The initial services operated over 5+1/2 mi. In 1913, the council approved a report from the Tramways Committee which recommended the expenditure of £10,850 for the purchase of additional plant and tramcars. The cost of four new tramcars was put at £2,600, the extension to the sheds was £2,400, an engine and generator for £2,300 and battery for £2,100. The tram service was now carrying 7.5 million passengers per annum, compared with five million in 1906.

The extension to Far Cotton was built for the sum of £20,352 11s 10d by Messrs Stark and Co. of Glasgow. Three new tramcars were ordered from the Brush Electrical Engineering Company of Loughborough for £460 per car; Dick Kerr and Company of Preston provided the electrical equipment for £289 14s. 6d. per car The construction of the new line to Far Cotton required the widening of Northampton's South Bridge from 30 ft to 50 ft. The cost of widening the bridge was between £6,000 and £7,000. The new line to Far Cotton opened on 23 October 1914. It took the tramway to a total route length of 6.41 mi.
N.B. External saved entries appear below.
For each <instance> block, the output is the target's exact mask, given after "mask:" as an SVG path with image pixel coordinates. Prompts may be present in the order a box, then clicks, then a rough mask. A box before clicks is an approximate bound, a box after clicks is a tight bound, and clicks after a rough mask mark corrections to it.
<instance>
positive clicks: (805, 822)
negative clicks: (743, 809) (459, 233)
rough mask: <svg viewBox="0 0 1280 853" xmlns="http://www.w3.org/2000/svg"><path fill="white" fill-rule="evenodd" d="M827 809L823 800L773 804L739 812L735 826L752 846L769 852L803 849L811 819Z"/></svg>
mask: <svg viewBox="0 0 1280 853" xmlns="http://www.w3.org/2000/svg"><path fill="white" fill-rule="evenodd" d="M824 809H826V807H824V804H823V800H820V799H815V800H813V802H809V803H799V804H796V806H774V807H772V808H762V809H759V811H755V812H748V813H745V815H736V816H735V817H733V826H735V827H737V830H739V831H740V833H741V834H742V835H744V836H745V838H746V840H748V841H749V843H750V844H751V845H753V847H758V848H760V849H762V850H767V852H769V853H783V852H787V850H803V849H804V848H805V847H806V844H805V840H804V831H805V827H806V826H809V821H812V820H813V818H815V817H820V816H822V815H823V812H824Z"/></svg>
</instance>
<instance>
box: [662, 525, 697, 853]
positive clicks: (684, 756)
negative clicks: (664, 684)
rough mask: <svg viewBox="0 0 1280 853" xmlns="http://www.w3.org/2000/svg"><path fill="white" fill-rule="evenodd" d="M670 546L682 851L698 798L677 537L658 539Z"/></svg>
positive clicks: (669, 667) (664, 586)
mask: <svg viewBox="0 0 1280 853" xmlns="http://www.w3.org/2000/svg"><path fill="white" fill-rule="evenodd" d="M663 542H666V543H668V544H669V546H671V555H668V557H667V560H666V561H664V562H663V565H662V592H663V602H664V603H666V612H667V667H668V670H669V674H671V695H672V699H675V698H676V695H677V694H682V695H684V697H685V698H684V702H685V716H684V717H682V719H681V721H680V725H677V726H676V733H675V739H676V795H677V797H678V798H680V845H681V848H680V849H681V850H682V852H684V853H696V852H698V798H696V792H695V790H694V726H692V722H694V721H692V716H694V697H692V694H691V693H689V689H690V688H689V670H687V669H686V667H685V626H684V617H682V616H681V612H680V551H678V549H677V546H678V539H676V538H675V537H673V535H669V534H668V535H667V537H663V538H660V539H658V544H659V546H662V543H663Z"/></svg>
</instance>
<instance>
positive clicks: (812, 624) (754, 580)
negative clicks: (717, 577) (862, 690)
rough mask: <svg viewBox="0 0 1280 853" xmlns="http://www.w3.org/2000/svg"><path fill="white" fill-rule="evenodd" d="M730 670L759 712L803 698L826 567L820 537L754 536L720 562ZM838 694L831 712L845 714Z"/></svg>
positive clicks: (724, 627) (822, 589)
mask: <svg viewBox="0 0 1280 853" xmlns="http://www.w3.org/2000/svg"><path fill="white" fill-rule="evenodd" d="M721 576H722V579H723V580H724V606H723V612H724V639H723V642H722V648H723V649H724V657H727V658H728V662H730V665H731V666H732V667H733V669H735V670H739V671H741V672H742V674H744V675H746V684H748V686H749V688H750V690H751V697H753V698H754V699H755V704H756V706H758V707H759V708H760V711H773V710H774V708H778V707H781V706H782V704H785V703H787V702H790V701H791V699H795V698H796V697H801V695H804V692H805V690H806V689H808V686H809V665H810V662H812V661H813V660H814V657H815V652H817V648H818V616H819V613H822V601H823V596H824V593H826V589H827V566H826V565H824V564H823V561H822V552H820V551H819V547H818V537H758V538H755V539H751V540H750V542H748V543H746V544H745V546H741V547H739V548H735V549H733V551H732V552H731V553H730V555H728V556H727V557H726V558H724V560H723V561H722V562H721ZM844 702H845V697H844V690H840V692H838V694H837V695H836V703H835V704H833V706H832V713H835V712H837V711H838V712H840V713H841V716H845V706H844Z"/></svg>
The First World War resulted in some restrictions in services. The halfpenny fare was abolished but it was agreed that wounded soldiers in blue uniforms would be allowed to ride free of charge. Like many tramways, the company struggled with the recruitment of male tramway employees into the armed forces and, on 20 December 1915, the first female conductors were employed. The women were employed on a contract to work 54 hours per week and they were paid at the same rate as men conductors, £1 0s. 3d.. Towards the end of the war, it was reported that some of the women were working 70 hours per week due to the prevalence of sickness and consequent lost time.

The Sunday service was reintroduced in 1919.

There was some financial difficulty after the war. In 1919, the losses were reported as £2,447 on expenditure of £50,058; by 1921, losses had increased to £8,900. However, by 1924, the situation had improved and a profit of £9,000 was reported.

==Fleet==
There were 37 tramcars in the Northampton fleet:
- 1-20 built in 1904 by Electric Railway & Tramway Carriage Works
- 21-22 built in 1905 by Electric Railway & Tramway Carriage Works
- 23-24 built in 1910 by United Electric Car Company
- 25-26 built in 1911 by United Electric Car Company
- 27-33 built in 1914 by Brush Electrical Machines
- 34-37 built in 1921 by English Electric.

The livery was vermilion and white.

==Closure==
The system was closed on 15 December 1934.

Two tram stops survive in Northampton: one is near the Racecourse and the other is on Kingsthorpe Grove.